What is the derivative of \[y={{\left( \sqrt{x} \right)}^{x}}\]?

Answer 1

Hint: In this question we have to use the concepts of derivatives of functions of a function along with the concept of logarithm.
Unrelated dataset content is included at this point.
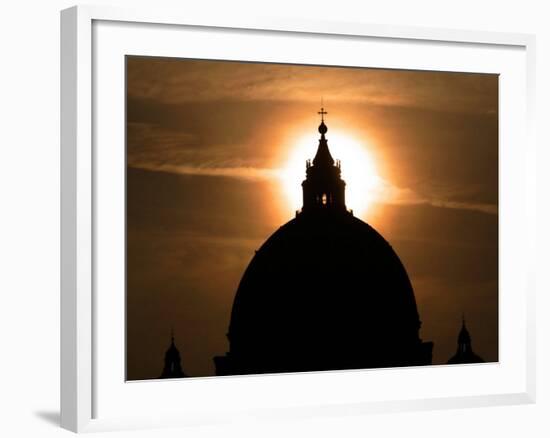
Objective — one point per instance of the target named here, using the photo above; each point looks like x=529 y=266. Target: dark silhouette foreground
x=324 y=292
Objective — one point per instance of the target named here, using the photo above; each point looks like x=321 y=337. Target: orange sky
x=207 y=142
Here we have to use the rules of logarithm such as \[\ln \left( {{a}^{m}} \right)=m\ln \left( a \right)\]. Also we have to use the product rule of derivatives that is \[\dfrac{d}{dx}\left( u\cdot v \right)=u\dfrac{dv}{dx}+v\dfrac{du}{dx}\].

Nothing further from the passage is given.